A search for “Scott Smith Loudoun” or “Loudoun sexual assault” returned no results from The New York Times on Wednesday. The extent to which CNN covered the story was to say “[Republican gubernatorial candidate Glenn] Youngkin on Tuesday promised action following parental outrage over two recent alleged assaults in public schools in the state’s Loudoun County,” immediately after a paragraph of damage control for Democrat candidate Terry McAuliffe’s statement that “I don’t think parents should be telling schools what they should teach.”

Can you imagine if, instead of discovering holes in the U-Va. story, additional coverage had revealed that the school had been covering up other sexual assault allegations for years?

Or, if the allegations in the Rolling Stone story had been true, can you imagine if U-Va. had quietly moved the rapists to another fraternity and tried to cover the whole thing up? Or tried to smear Jackie and her family as “domestic terrorists”?

The Loudoun County incident has all the ingredients of a horrifying scandal worthy of the front pages of every newspaper in the country.
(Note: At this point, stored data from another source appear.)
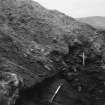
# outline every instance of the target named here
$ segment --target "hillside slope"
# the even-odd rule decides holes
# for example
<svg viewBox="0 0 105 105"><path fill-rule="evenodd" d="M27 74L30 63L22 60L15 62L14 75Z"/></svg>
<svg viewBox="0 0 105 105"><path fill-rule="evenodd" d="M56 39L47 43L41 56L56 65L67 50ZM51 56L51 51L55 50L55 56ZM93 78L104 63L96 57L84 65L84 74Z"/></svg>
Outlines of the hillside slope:
<svg viewBox="0 0 105 105"><path fill-rule="evenodd" d="M50 104L105 100L104 52L104 32L31 0L0 0L0 73L21 77L16 105L48 105L59 84L61 94Z"/></svg>
<svg viewBox="0 0 105 105"><path fill-rule="evenodd" d="M91 41L95 36L95 30L63 13L47 10L30 0L0 0L0 56L1 62L5 62L2 68L12 70L12 67L15 67L20 74L24 70L29 72L32 80L37 82L39 78L40 81L37 72L46 75L42 72L43 69L55 70L48 58L50 52L67 54L68 44L81 43L81 36ZM45 68L37 64L37 61ZM35 71L36 65L39 65L40 71ZM49 73L49 70L45 71ZM25 75L29 76L26 73L23 77Z"/></svg>
<svg viewBox="0 0 105 105"><path fill-rule="evenodd" d="M93 16L86 18L78 18L77 20L83 23L90 24L97 29L105 30L105 17Z"/></svg>

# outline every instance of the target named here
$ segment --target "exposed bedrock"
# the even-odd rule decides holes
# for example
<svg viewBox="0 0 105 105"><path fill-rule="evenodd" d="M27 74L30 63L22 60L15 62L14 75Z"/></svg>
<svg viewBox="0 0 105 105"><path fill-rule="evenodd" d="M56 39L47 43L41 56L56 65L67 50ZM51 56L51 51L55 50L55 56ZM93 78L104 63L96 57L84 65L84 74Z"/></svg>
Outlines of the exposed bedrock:
<svg viewBox="0 0 105 105"><path fill-rule="evenodd" d="M11 72L0 72L0 105L14 105L23 86L22 78Z"/></svg>

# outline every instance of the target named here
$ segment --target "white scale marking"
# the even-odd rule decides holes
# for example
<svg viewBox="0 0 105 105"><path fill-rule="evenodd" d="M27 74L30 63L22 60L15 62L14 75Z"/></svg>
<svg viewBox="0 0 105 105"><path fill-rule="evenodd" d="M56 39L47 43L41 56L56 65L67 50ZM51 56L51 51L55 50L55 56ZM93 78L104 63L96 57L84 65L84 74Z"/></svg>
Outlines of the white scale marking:
<svg viewBox="0 0 105 105"><path fill-rule="evenodd" d="M58 86L58 88L56 89L55 93L53 94L53 96L52 96L51 99L49 100L50 103L53 102L55 96L57 95L57 93L58 93L59 90L61 89L62 85L63 85L63 84L60 84L60 85Z"/></svg>

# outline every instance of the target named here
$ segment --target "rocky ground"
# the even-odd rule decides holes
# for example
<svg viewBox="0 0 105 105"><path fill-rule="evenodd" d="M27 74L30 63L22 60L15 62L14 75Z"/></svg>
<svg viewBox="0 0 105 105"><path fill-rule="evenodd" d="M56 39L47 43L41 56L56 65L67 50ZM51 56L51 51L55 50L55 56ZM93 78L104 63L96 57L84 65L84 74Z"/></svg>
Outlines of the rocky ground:
<svg viewBox="0 0 105 105"><path fill-rule="evenodd" d="M0 0L0 103L104 105L104 35L34 1Z"/></svg>

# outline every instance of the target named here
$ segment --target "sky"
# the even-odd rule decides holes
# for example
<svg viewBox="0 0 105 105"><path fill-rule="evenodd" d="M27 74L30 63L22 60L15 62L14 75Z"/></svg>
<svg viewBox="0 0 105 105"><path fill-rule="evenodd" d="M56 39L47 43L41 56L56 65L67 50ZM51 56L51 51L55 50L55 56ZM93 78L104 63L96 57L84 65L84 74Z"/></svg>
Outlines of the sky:
<svg viewBox="0 0 105 105"><path fill-rule="evenodd" d="M105 16L105 0L35 0L48 9L59 10L74 18Z"/></svg>

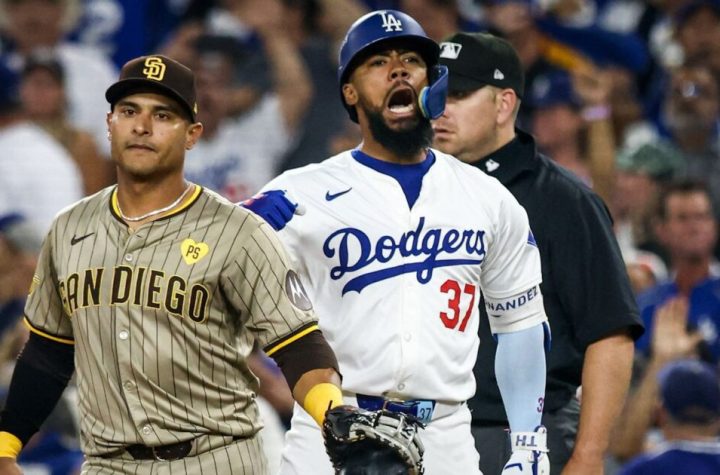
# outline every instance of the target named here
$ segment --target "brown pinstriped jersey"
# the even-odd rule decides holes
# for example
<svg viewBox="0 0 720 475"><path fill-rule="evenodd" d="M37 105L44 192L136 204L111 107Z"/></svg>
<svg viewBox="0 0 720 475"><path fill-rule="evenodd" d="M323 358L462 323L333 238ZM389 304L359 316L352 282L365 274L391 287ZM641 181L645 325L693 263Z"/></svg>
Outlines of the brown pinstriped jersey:
<svg viewBox="0 0 720 475"><path fill-rule="evenodd" d="M272 351L317 328L270 227L200 187L135 232L114 187L64 210L25 313L35 333L75 345L89 455L254 434L254 343Z"/></svg>

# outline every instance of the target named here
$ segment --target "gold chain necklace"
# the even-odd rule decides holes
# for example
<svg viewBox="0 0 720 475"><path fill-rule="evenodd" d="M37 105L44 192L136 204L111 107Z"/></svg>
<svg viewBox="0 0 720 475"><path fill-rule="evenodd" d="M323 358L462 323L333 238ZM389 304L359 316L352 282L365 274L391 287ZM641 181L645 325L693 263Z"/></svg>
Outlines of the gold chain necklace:
<svg viewBox="0 0 720 475"><path fill-rule="evenodd" d="M192 185L192 183L190 183L190 184L188 185L188 187L185 188L185 191L183 191L182 194L178 197L178 199L176 199L175 201L173 201L173 202L170 203L169 205L167 205L167 206L165 206L165 207L163 207L163 208L158 208L158 209L152 210L152 211L150 211L150 212L148 212L148 213L143 214L142 216L137 216L137 217L134 217L134 218L131 218L130 216L126 216L125 213L123 213L122 208L120 208L120 200L117 199L117 197L116 197L116 203L117 203L118 213L120 214L120 217L121 217L122 219L124 219L125 221L130 221L130 222L132 222L132 223L135 223L135 222L137 222L137 221L142 221L143 219L147 219L147 218L149 218L149 217L151 217L151 216L156 216L156 215L162 214L162 213L164 213L164 212L166 212L166 211L170 211L171 209L173 209L174 207L176 207L177 205L180 204L180 202L183 200L183 198L185 198L185 196L190 192L190 190L191 190L192 188L193 188L193 185Z"/></svg>

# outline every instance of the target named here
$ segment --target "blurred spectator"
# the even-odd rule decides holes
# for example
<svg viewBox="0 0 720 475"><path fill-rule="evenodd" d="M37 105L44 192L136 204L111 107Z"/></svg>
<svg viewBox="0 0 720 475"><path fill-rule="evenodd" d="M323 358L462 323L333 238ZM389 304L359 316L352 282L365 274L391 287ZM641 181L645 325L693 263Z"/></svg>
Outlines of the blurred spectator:
<svg viewBox="0 0 720 475"><path fill-rule="evenodd" d="M520 62L525 72L525 91L532 91L533 82L537 76L547 74L556 69L545 56L548 47L547 38L540 31L535 21L535 12L532 2L523 0L488 0L485 5L485 20L489 30L507 39L518 52ZM563 53L567 52L565 49ZM560 56L560 55L556 55ZM562 55L565 63L585 63L577 55ZM521 104L518 125L530 130L527 111L529 105Z"/></svg>
<svg viewBox="0 0 720 475"><path fill-rule="evenodd" d="M581 103L570 77L563 72L537 77L527 101L533 110L531 131L538 149L590 185L581 139Z"/></svg>
<svg viewBox="0 0 720 475"><path fill-rule="evenodd" d="M479 25L463 19L457 0L399 0L398 8L415 18L437 42L458 31L477 31Z"/></svg>
<svg viewBox="0 0 720 475"><path fill-rule="evenodd" d="M613 33L597 26L568 26L553 11L573 10L593 2L527 0L484 0L485 19L492 31L510 41L518 51L525 69L525 90L531 91L536 78L556 69L570 74L596 78L602 71L609 87L605 98L613 132L623 130L641 115L635 99L635 79L648 67L646 46L633 34ZM549 10L546 14L543 10ZM580 11L578 10L578 11ZM590 12L588 10L588 12ZM592 16L592 12L590 12ZM584 22L580 22L584 23ZM525 101L519 116L521 127L529 127L531 105ZM604 187L604 185L601 185ZM604 192L601 196L607 199Z"/></svg>
<svg viewBox="0 0 720 475"><path fill-rule="evenodd" d="M542 0L539 3L563 25L587 27L595 23L598 5L594 0Z"/></svg>
<svg viewBox="0 0 720 475"><path fill-rule="evenodd" d="M75 162L20 112L18 78L0 64L0 214L24 215L44 236L55 215L83 196Z"/></svg>
<svg viewBox="0 0 720 475"><path fill-rule="evenodd" d="M690 175L707 177L710 162L717 162L718 84L702 63L673 71L663 108L663 125L686 155Z"/></svg>
<svg viewBox="0 0 720 475"><path fill-rule="evenodd" d="M689 0L675 14L683 62L702 62L720 81L720 1Z"/></svg>
<svg viewBox="0 0 720 475"><path fill-rule="evenodd" d="M357 0L283 0L283 10L283 28L291 41L300 47L310 73L313 95L298 131L297 145L287 154L278 171L334 155L331 137L347 124L358 128L350 122L338 101L337 46L350 27L348 19L359 18L364 13ZM338 18L343 12L347 16Z"/></svg>
<svg viewBox="0 0 720 475"><path fill-rule="evenodd" d="M657 123L633 128L626 142L636 145L666 138L685 160L682 174L708 183L715 211L720 213L719 119L718 82L702 61L687 63L671 72Z"/></svg>
<svg viewBox="0 0 720 475"><path fill-rule="evenodd" d="M0 404L10 384L15 360L27 340L23 307L31 286L42 240L19 214L0 216ZM28 443L19 463L31 474L79 473L83 456L73 413L73 390Z"/></svg>
<svg viewBox="0 0 720 475"><path fill-rule="evenodd" d="M153 51L181 21L192 18L200 3L212 0L81 0L82 14L72 41L92 46L120 68Z"/></svg>
<svg viewBox="0 0 720 475"><path fill-rule="evenodd" d="M78 16L79 0L0 0L4 54L15 71L41 50L51 50L65 71L68 118L95 138L108 154L105 89L114 81L114 65L98 50L64 41Z"/></svg>
<svg viewBox="0 0 720 475"><path fill-rule="evenodd" d="M697 358L702 335L688 330L688 300L674 297L658 307L650 334L650 356L638 357L634 368L636 383L618 418L610 453L625 462L651 447L656 425L658 372L666 364L683 358Z"/></svg>
<svg viewBox="0 0 720 475"><path fill-rule="evenodd" d="M615 156L609 95L607 76L592 68L572 76L561 71L537 76L527 98L538 148L605 201Z"/></svg>
<svg viewBox="0 0 720 475"><path fill-rule="evenodd" d="M623 258L633 294L639 295L658 283L658 276L662 273L662 270L657 269L658 262L664 267L659 257L645 251L637 251L637 255L631 259L625 256Z"/></svg>
<svg viewBox="0 0 720 475"><path fill-rule="evenodd" d="M638 297L645 328L652 330L660 308L675 297L687 299L688 328L702 334L704 355L720 357L720 275L712 251L717 222L707 188L698 182L681 181L666 187L659 199L655 233L670 256L672 279L661 282ZM648 353L650 337L637 342Z"/></svg>
<svg viewBox="0 0 720 475"><path fill-rule="evenodd" d="M687 162L686 175L704 180L720 213L720 96L718 82L705 66L687 65L672 75L664 120L673 143Z"/></svg>
<svg viewBox="0 0 720 475"><path fill-rule="evenodd" d="M603 72L610 82L609 106L615 142L627 145L628 131L645 120L637 77L632 71L614 65L604 68Z"/></svg>
<svg viewBox="0 0 720 475"><path fill-rule="evenodd" d="M262 40L270 63L271 89L251 98L251 106L230 117L228 97L236 91L235 68L245 59L242 47L230 36L199 37L193 64L198 77L198 118L206 127L185 163L188 179L232 201L251 196L275 176L312 94L307 69L283 28L280 0L238 4L244 5L243 21Z"/></svg>
<svg viewBox="0 0 720 475"><path fill-rule="evenodd" d="M41 239L17 213L0 216L0 335L23 314Z"/></svg>
<svg viewBox="0 0 720 475"><path fill-rule="evenodd" d="M82 175L90 195L114 181L114 167L100 156L95 139L75 128L66 117L65 73L52 56L28 58L20 81L20 100L26 117L60 142Z"/></svg>
<svg viewBox="0 0 720 475"><path fill-rule="evenodd" d="M660 187L679 176L685 162L674 147L659 141L623 148L615 165L615 186L608 204L625 262L647 265L654 279L664 279L667 268L658 257L663 250L652 220Z"/></svg>
<svg viewBox="0 0 720 475"><path fill-rule="evenodd" d="M631 461L621 475L720 473L720 376L699 361L670 363L657 375L658 420L666 443Z"/></svg>

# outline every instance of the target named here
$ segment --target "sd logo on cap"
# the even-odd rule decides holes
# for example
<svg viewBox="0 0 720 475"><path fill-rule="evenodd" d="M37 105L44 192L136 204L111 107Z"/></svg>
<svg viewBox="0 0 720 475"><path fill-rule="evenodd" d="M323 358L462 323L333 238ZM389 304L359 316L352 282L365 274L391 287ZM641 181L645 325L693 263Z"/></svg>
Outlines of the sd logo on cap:
<svg viewBox="0 0 720 475"><path fill-rule="evenodd" d="M195 75L187 66L163 55L141 56L125 63L120 79L105 92L110 106L139 91L152 91L175 99L195 122Z"/></svg>

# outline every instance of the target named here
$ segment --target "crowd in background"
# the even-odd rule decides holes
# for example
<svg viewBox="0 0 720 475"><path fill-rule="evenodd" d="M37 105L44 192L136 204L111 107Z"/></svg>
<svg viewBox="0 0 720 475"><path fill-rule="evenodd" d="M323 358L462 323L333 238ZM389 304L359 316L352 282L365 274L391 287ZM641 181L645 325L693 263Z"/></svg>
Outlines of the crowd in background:
<svg viewBox="0 0 720 475"><path fill-rule="evenodd" d="M187 178L239 201L357 145L337 50L377 8L437 41L508 39L526 73L520 127L611 211L647 330L608 473L646 473L636 457L668 444L720 453L720 0L0 0L0 387L53 216L114 181L104 92L125 61L193 68L204 134ZM292 399L262 354L254 370L272 459ZM28 473L77 467L72 398L23 452Z"/></svg>

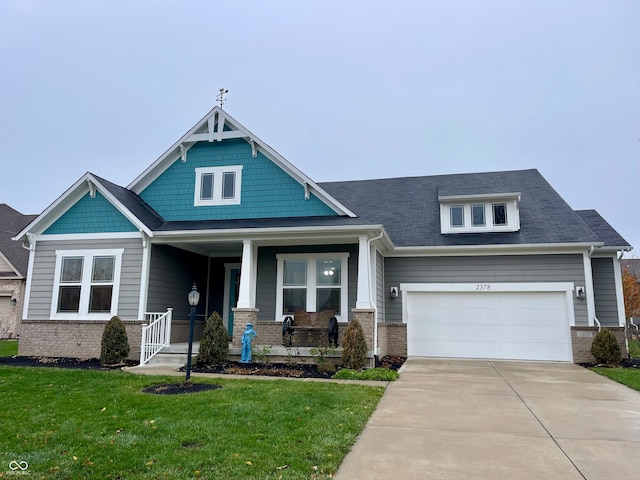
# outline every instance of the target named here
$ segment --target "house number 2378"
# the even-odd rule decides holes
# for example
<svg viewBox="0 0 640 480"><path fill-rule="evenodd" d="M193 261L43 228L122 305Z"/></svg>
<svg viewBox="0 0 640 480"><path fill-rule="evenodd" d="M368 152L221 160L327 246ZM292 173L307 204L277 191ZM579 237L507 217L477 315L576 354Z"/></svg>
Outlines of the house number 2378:
<svg viewBox="0 0 640 480"><path fill-rule="evenodd" d="M490 283L477 283L476 284L476 290L477 291L482 291L482 292L486 292L491 290L491 284Z"/></svg>

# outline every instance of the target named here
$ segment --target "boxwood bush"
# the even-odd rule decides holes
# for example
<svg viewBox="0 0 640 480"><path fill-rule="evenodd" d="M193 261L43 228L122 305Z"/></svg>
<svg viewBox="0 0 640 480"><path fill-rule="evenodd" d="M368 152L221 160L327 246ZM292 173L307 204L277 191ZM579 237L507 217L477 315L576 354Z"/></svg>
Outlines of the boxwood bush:
<svg viewBox="0 0 640 480"><path fill-rule="evenodd" d="M100 364L118 365L129 356L127 329L119 317L111 317L102 332L100 343Z"/></svg>
<svg viewBox="0 0 640 480"><path fill-rule="evenodd" d="M603 328L593 338L591 355L602 365L618 366L622 361L622 352L618 340L610 330Z"/></svg>
<svg viewBox="0 0 640 480"><path fill-rule="evenodd" d="M222 324L222 317L213 312L204 325L197 365L223 365L229 359L229 334Z"/></svg>

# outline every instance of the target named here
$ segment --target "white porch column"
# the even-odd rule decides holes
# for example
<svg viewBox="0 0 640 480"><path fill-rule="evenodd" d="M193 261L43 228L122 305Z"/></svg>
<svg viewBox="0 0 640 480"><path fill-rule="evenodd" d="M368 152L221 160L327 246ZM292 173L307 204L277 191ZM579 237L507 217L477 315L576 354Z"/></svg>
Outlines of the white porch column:
<svg viewBox="0 0 640 480"><path fill-rule="evenodd" d="M587 295L587 316L589 317L589 326L595 325L596 318L596 302L593 296L593 273L591 271L591 255L589 252L582 254L584 264L584 288Z"/></svg>
<svg viewBox="0 0 640 480"><path fill-rule="evenodd" d="M371 305L369 242L366 236L359 237L358 240L358 295L356 297L356 308L374 308Z"/></svg>
<svg viewBox="0 0 640 480"><path fill-rule="evenodd" d="M255 308L256 274L258 258L251 240L242 242L242 266L240 267L240 292L237 308Z"/></svg>

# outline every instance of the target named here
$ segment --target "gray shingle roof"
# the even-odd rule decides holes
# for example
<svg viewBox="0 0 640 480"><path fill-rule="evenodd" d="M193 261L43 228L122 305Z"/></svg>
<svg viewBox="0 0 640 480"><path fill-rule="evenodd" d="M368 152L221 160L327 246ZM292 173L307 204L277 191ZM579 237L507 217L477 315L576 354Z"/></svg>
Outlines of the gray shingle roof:
<svg viewBox="0 0 640 480"><path fill-rule="evenodd" d="M600 216L596 210L576 210L576 213L593 230L605 247L626 247L629 243Z"/></svg>
<svg viewBox="0 0 640 480"><path fill-rule="evenodd" d="M538 170L320 183L398 247L590 243L600 238ZM520 231L440 233L438 195L520 192Z"/></svg>
<svg viewBox="0 0 640 480"><path fill-rule="evenodd" d="M0 203L0 252L11 262L22 276L27 275L29 251L22 248L20 242L11 240L37 215L23 215L6 203Z"/></svg>

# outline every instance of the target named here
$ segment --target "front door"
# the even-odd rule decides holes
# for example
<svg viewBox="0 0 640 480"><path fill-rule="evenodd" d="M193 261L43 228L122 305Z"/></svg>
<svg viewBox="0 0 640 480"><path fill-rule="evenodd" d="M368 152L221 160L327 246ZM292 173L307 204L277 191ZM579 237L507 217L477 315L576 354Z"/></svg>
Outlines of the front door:
<svg viewBox="0 0 640 480"><path fill-rule="evenodd" d="M233 336L233 309L238 305L238 294L240 293L240 265L225 265L225 288L224 288L224 318L227 332Z"/></svg>

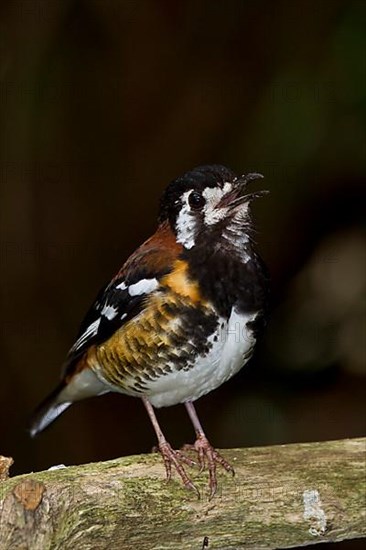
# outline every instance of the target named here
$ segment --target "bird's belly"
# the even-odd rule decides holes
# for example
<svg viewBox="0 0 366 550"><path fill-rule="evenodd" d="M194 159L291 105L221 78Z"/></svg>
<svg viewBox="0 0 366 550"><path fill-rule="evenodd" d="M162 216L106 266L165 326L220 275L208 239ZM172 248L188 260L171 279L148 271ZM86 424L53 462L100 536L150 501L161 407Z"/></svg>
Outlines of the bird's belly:
<svg viewBox="0 0 366 550"><path fill-rule="evenodd" d="M252 355L255 338L248 323L256 315L238 314L233 309L228 321L220 319L209 337L212 346L208 353L197 355L189 369L173 369L149 383L146 395L150 402L167 407L194 401L236 374Z"/></svg>
<svg viewBox="0 0 366 550"><path fill-rule="evenodd" d="M155 307L88 358L111 391L147 396L156 407L195 400L217 388L246 363L255 344L250 323L256 314L233 308L229 319L221 319L212 308L168 298L158 296Z"/></svg>

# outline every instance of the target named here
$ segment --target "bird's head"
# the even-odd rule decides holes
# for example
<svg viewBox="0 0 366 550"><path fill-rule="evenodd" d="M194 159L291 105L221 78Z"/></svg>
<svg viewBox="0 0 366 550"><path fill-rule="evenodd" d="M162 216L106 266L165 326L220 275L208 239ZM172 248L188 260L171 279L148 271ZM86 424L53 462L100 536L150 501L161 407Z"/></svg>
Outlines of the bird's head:
<svg viewBox="0 0 366 550"><path fill-rule="evenodd" d="M177 242L186 249L249 240L250 203L268 191L247 193L261 174L236 176L225 166L199 166L173 180L160 204L160 221L169 221ZM239 242L238 242L239 241Z"/></svg>

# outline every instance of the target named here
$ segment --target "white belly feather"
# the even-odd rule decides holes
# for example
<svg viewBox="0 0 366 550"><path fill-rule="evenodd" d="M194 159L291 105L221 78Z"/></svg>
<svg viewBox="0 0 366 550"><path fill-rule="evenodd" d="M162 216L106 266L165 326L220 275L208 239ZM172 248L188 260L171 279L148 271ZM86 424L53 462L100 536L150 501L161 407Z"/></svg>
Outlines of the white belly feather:
<svg viewBox="0 0 366 550"><path fill-rule="evenodd" d="M247 324L257 313L238 314L232 310L228 321L220 320L218 330L210 336L210 351L198 356L189 370L174 370L149 382L146 392L154 407L167 407L194 401L218 388L236 374L251 356L255 338Z"/></svg>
It should provoke our outrage, not as conservatives, but as caring and compassionate human souls whose sympathies are pricked by the horrors allegedly endured by an innocent 15-year-old girl.

If We Can’t Agree Rape Is Bad, What Can We Agree On?

Ensuring the safety of young girls — in their places of learning and elsewhere — should not be controversial. But the loudest voices on the left, the same ones who screamed “Me Too” from the rooftops of their Hollywood mansions, are too allegiant to the fringe demands of transgenderism to speak up. Many voices in the middle, even, seem too cowardly to come to the defense of young women like Smith’s daughter.

In a widening partisan divide, if we can’t agree that young girls being raped at school is an outrage, what can we agree on? Does the left hate conservatives with such vitriol that, once voices on the right speak up for a young girl’s right to bodily safety, that issue is suddenly anathema, tainted by the fingerprints of concerned parents slandered as domestic terrorists?

Plenty of other common-sense perspectives that any Democrat nominee would have supported up to a couple of years ago have suddenly become “radical” conservative positions too: funding police departments, not segregating kids in school based on race, having international borders, or allowing people to make their own medical decisions without government coercion. Any of these should have been enough to make Americans stop and wonder why the rules of the game are changing so drastically — and who is changing them.

But even for those who had yet to notice, the harrowing tale from Loudoun County Public Schools — and the subsequent shrug that legacy media, Democrats, and the Me Too crowd gave it — should settle that the biggest war in America right now isn’t between Republicans and Democrats, nor between blustering, blundering congressmen battling over whether to sell your children’s future for $3.5 trillion or $1 trillion.

The biggest war in America is between the allegiances we’ve always taken for granted — those of the family, church, and local community — and a conglomerate of forces that will stop at nothing to break them down. Sacrificing a 15-year-old girl’s right to basic safety at her school on the altar of fringe identity politics is just part of that fight.